- US technology stocks got hit hard on Friday
- The selloff saw Nasdaq volatility spike over 30%
- Nasdaq futures (NQ) point to lower opening
- VIX pointing higher in pre-market, approaching $12, or 10% above Friday's close
- CME FedWatch shows a 96% probability of a US rate rise on Wednesday
The New York Stock Exchange. Tech stocks took
a beating on Friday. Photo: Shutterstock
By Georgio Stoev
US technology stocks got whacked in the second half of Friday's trading session. While the tech-heavy Nasdaq lost 1.8%, broader indices, such as the Russell 2000, registered gains. The RUT (Russell 2000) had a great run and advanced 1.8% for the week, most of it coming on Thursday and Friday.
So what sparked the selloff among the tech giants? A few things, including a Goldman Sachs report that suggested an increased risk of owning FAAMG (Facebook, Apple, Amazon, Microsoft and Google) stocks. That was the match that ignited a fire, at least for the mega-cap names. In these stocks, we saw some $100 billion in value wiped away in one day.
Nasdaq 100 future (NQM7)
Options users extended to options to hedge or speculate on the move. Among the most active option issues for the day were those of Apple and Nvidia.
According to TradeAlert LLC, 1.1 million Apple option contracts were traded on Friday, which is 250% of its average volume. To break it down further, there were 691,834 calls against 470,507 puts, or a put-to-call ratio of 0.68. Naturally, 63% of the calls were with lower delta 0-40 as risk reversals took place.
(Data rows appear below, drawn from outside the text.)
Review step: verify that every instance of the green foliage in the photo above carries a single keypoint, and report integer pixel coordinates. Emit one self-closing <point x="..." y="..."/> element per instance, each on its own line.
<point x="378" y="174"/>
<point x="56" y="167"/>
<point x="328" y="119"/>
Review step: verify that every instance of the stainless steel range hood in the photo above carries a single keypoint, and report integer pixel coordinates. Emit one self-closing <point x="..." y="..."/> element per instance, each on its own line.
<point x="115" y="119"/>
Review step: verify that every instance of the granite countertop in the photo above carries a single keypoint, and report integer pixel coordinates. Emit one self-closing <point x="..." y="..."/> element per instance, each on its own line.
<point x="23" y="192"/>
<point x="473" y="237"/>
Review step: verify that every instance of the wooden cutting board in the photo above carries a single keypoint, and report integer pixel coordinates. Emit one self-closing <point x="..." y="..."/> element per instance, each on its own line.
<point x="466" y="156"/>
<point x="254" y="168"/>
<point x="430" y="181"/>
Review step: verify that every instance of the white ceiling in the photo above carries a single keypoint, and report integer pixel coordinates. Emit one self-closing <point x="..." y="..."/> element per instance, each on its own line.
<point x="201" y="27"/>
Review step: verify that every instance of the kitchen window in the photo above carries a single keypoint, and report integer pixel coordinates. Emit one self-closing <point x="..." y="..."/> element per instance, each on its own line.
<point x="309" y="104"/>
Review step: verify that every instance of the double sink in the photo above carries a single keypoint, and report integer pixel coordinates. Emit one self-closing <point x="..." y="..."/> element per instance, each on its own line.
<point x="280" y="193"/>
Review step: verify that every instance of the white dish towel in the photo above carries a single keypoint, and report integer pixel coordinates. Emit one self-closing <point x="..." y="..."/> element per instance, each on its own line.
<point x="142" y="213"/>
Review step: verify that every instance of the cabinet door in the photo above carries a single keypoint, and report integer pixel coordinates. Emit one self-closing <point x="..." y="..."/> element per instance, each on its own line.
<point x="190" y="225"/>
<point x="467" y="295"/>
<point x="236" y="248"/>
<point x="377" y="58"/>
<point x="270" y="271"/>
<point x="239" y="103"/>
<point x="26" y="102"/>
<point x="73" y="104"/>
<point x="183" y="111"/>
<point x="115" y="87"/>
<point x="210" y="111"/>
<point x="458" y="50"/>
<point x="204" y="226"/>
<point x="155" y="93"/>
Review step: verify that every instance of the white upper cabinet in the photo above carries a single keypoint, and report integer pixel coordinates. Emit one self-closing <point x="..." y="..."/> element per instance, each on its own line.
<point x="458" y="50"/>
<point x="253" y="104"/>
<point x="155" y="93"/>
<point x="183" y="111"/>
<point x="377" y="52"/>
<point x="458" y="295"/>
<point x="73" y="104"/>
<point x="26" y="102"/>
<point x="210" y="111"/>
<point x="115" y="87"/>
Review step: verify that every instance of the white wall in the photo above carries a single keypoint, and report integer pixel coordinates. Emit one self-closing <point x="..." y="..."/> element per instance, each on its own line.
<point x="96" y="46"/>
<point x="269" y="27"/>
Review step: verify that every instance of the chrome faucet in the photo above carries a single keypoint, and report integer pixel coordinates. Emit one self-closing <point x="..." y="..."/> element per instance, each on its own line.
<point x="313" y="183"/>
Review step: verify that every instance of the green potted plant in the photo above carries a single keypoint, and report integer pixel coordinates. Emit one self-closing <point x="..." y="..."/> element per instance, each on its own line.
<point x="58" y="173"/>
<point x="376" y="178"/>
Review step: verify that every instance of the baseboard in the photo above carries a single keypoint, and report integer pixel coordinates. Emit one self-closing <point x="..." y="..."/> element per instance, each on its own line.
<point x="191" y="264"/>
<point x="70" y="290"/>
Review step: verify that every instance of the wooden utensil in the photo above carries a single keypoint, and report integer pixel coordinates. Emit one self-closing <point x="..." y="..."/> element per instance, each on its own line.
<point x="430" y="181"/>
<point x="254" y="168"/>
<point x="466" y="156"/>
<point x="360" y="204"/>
The biggest trade of the day was a block of 7,500 21 July 17 160 calls, which was part of a buy/write deal.
For the week we saw lumber trading higher as negotiations between the US and Canada over a trade dispute intensified. The underlying contract for July delivery (LBN7) has been on a steady uptrend for the last two weeks and could continue to edge higher.
Overall it was a quiet week for rates and currencies ahead of this Wednesday's Federal Open Market Committee meeting, which is expected to raise rates.
A US rate hike is already baked in, with the CME FedWatch showing a 96% probability of a rate rise on June 14. All eyes now focus on the rest of the year. Despite the indication for more rate hikes, bonds are trading at disconnect or shrugging off all of this. Perhaps if equities weaken further, we could see a flight to safety lift bond prices further.
We will provide trade views on the 10-year US Treasury and/or EURUSD (6E) tomorrow. At the time of writing, the yield on the 10-year note continues lower at 126'16. Today's trade idea, however, outlined Friday night, is a long position in RBOB gasoline. (For details click here
The CBOE volatility index (VIX) had a relatively quiet session on Friday. In fact, the VIX got down low before spiking back up. Clouds are swiftly settling in, however. The VIX is pointing higher in pre-market dealing and approaching the $12 handle, or 10% higher than Friday's close. VIX futures (VXM7) are also trading up at $12.05, with nine days to expiration. The spread between the cash index and the futures, however, is narrowing.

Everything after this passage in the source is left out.